Excusing bad behavior

As someone who has traveled a lot one of the most common excuses I hear for poor behavior is “culture”.

So for the record let’s just sort some basic facts out. Culture is those elements of the tradition or lifestyle that define a people, those elements that are ingrained into who they are.

For example, not eating pork (take your pick), excessively long lunch breaks (Latin America and parts of Europe) or short lunch breaks at your desk (The UK), these things are cultural and come from a long history and tradition.

However, not confronting an issue because the “culture” is to avoid conflict is just bad practice, not acting because the person didn’t appeal or lobby emotionally enough is not culture, it is just ignoring pressing issues, retaliating harshly when offended, or paying bribes – all of these things are not cultural, they are practices.
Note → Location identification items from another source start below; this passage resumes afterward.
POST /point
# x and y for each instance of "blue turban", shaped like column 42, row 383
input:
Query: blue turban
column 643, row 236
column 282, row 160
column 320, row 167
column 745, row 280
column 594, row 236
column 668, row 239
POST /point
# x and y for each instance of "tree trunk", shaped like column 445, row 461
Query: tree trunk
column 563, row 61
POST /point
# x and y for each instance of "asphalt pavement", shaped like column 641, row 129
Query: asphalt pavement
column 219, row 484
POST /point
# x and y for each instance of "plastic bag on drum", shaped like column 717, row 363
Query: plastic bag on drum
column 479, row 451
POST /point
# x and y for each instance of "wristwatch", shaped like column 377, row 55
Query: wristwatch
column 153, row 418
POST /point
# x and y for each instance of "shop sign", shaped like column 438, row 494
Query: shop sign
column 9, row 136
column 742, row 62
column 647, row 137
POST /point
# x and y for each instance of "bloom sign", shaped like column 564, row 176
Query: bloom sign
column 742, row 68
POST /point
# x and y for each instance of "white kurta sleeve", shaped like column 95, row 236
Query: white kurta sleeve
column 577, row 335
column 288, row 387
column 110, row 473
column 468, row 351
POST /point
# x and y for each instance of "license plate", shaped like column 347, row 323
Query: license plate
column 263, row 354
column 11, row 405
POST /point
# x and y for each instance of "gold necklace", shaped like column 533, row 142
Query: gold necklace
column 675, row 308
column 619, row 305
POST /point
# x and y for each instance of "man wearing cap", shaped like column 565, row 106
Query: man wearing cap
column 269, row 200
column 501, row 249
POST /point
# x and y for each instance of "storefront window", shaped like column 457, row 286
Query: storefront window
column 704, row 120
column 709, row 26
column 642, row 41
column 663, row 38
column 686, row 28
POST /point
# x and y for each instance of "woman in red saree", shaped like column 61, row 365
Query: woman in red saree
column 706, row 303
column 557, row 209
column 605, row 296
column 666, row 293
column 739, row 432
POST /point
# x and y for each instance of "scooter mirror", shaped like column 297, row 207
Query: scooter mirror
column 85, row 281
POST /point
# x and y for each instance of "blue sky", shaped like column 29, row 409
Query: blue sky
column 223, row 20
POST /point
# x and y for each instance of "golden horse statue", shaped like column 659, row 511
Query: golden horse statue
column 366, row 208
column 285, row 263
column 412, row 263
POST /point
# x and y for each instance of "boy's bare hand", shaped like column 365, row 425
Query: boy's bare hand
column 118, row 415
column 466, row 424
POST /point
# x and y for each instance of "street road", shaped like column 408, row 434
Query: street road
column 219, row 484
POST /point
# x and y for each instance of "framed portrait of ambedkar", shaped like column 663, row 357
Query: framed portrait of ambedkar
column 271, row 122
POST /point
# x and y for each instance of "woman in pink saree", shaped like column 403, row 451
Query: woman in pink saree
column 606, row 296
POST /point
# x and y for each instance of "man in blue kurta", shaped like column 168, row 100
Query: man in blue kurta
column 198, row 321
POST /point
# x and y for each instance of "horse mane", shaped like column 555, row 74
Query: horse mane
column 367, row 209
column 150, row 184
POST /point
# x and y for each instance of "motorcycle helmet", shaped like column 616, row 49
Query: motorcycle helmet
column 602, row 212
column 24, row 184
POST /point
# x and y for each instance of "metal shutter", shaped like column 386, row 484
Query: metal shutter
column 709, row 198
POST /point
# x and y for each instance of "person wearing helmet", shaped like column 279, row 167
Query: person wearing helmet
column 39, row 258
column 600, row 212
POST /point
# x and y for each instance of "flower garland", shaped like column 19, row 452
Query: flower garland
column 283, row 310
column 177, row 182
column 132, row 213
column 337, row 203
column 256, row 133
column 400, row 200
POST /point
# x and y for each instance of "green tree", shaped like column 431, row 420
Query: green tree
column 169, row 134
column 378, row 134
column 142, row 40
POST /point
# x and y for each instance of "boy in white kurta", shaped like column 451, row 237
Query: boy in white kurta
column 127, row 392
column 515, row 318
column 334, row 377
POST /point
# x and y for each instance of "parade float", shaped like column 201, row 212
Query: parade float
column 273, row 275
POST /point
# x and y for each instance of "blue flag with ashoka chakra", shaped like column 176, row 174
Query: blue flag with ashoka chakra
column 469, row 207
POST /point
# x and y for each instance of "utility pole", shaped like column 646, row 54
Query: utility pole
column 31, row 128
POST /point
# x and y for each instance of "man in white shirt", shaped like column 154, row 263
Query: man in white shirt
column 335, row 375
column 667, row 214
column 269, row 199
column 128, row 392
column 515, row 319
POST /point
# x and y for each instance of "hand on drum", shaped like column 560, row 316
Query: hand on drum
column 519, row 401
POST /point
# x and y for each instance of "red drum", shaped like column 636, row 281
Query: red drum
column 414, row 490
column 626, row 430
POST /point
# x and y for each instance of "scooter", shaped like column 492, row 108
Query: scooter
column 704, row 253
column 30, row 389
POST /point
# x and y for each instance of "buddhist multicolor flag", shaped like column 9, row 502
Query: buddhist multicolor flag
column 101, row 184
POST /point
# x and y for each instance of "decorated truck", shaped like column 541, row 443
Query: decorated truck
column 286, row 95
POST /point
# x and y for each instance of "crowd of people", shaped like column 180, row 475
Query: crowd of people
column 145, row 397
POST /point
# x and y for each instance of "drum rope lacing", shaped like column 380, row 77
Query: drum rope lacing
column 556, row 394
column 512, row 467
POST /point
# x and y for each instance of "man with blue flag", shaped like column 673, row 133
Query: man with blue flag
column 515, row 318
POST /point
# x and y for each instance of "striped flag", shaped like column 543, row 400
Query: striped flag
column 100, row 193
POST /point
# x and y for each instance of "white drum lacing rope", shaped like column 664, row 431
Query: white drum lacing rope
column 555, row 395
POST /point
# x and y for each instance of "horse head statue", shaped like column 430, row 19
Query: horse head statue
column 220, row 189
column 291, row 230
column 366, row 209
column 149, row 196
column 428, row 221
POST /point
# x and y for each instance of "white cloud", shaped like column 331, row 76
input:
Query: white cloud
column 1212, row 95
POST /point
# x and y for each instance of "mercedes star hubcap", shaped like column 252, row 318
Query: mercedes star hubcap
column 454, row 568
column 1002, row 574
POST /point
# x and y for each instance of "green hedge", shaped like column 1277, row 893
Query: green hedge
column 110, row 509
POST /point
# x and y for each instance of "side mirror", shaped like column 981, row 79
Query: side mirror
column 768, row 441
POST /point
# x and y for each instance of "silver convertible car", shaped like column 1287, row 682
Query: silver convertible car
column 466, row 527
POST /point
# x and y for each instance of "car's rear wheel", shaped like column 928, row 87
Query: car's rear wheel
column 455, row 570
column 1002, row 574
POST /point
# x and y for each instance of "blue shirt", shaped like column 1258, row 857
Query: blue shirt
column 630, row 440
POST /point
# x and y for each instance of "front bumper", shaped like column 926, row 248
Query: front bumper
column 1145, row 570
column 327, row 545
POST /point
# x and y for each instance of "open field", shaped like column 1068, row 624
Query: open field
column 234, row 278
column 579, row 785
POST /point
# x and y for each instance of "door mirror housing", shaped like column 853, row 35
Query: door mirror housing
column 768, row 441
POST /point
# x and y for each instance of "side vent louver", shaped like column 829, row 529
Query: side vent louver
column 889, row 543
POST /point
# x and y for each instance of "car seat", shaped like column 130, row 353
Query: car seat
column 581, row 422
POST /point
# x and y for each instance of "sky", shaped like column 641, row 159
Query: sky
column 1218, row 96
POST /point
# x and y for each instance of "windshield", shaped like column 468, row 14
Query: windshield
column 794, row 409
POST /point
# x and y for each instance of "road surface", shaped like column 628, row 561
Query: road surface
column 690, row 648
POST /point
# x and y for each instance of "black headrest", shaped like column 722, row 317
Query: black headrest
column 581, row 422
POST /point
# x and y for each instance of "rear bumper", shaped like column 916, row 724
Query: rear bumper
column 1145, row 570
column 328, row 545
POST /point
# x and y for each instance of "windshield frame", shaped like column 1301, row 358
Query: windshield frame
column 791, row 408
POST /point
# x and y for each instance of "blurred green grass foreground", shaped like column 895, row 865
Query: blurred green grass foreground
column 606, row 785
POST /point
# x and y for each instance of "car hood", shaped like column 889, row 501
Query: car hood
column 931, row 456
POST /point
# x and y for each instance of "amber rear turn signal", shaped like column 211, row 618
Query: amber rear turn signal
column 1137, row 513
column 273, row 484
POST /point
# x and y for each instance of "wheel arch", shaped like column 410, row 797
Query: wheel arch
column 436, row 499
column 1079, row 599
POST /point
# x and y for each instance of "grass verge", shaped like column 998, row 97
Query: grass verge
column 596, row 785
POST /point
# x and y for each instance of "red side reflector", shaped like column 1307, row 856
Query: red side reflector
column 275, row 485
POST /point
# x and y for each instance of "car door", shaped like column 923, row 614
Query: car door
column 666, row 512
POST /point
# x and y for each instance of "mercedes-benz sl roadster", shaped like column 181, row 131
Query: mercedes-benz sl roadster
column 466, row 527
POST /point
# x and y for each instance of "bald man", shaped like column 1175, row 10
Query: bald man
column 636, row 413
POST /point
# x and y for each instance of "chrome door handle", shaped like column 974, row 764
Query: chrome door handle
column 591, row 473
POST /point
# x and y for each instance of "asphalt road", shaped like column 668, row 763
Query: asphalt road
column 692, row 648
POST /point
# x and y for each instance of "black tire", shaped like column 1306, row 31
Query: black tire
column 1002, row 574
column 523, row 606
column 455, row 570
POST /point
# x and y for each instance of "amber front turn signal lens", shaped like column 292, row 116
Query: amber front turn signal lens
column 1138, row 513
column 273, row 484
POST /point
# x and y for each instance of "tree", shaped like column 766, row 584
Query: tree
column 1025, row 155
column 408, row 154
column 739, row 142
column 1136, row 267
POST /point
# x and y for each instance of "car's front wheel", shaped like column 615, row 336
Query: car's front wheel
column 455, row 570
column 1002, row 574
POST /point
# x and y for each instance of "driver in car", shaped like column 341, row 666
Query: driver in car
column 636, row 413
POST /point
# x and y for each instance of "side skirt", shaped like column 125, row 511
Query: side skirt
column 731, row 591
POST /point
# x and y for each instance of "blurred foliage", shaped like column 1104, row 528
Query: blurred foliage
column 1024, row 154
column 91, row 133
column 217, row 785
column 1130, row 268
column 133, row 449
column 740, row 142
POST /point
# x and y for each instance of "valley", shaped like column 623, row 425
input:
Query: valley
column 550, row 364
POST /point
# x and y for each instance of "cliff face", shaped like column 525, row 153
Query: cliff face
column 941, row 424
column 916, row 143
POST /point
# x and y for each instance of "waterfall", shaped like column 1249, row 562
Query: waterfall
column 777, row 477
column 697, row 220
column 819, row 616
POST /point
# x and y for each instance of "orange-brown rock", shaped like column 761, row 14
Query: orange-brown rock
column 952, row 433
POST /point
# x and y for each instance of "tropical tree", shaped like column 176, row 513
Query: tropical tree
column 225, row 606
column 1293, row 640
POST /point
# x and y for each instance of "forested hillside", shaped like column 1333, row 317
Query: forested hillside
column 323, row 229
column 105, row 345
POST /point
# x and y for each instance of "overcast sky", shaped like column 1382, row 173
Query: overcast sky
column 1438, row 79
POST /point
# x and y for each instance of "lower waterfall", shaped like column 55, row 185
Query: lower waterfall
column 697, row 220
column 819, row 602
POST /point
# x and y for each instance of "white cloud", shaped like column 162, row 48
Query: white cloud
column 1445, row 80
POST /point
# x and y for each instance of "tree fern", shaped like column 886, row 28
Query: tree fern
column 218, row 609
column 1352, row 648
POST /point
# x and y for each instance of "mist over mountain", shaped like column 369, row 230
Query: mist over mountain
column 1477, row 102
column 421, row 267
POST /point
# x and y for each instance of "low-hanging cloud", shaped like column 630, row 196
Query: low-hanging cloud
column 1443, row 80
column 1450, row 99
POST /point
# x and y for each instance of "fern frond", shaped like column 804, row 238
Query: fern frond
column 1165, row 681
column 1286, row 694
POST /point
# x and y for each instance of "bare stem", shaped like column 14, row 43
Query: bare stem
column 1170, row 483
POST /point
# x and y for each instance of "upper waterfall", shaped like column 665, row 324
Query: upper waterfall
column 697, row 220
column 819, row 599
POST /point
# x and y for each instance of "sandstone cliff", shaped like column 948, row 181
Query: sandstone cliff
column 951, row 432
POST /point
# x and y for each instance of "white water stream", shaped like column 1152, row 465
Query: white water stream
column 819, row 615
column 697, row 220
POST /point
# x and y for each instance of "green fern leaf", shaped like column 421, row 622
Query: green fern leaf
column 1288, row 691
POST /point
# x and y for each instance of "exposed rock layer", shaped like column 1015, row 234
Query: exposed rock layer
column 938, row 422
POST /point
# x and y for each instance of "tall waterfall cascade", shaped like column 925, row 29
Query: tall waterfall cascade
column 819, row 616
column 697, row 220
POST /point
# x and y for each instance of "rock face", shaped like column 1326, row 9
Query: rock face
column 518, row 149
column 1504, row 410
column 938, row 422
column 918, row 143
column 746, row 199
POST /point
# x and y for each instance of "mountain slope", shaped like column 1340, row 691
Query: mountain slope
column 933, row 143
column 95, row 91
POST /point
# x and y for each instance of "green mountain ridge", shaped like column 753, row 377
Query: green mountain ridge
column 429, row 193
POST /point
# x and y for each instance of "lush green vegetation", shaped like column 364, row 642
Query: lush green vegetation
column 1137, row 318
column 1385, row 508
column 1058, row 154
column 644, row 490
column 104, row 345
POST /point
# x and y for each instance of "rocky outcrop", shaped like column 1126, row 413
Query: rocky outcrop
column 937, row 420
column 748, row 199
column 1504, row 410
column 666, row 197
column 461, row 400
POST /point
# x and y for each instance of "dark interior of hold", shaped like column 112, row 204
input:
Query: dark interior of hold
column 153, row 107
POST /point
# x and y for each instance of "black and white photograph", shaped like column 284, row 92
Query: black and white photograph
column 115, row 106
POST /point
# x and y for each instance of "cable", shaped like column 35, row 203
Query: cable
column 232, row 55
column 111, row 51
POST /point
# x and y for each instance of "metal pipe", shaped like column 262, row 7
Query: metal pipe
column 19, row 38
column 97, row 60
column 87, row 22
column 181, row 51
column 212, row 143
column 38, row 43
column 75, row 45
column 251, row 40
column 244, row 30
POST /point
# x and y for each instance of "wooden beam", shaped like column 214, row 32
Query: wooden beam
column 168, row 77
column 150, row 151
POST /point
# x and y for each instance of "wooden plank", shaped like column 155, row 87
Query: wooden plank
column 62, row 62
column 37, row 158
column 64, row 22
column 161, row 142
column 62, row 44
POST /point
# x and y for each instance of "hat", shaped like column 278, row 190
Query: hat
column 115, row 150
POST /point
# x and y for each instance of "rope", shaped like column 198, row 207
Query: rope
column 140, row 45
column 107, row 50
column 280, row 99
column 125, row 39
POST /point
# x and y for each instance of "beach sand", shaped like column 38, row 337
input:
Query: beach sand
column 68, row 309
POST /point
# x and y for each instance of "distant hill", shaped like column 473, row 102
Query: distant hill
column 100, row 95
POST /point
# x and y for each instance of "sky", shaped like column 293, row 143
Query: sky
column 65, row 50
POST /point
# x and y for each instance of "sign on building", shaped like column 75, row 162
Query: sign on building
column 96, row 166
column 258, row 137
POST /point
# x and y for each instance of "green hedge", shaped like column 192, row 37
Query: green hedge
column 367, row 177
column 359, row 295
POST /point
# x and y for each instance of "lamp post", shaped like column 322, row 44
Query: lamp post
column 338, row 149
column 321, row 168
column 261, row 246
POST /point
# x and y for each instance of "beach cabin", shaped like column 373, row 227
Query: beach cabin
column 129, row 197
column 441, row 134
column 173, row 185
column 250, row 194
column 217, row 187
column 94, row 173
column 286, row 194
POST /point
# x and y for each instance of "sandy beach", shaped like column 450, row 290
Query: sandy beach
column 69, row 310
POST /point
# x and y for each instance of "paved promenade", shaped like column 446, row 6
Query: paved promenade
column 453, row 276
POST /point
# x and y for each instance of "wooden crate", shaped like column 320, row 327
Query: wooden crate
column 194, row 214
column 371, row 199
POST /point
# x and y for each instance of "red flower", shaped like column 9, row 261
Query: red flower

There is a need to differentiate between practices within a company and practices that one sometimes comes across internationally. Within a company it is okay to refer to these things as cultural, because there is often an immediate recognition that they need to change and a new culture needs to be overlaid in the organization.

However, often when you come across practices such as these in the international scene the word culture is often used to mean “unchangeable”. This is garbage and it is an excuse for bad behavior. They are bad, negative practices that people accept because they do not have the intestinal fortitude to try to change them.

The term culture has become watered down in its organizational use today. Try to differentiate between those things that are truly cultural, things that come from a long history and tradition and define what a people are.
Bad practices are just bad practices no matter where in the world you find them.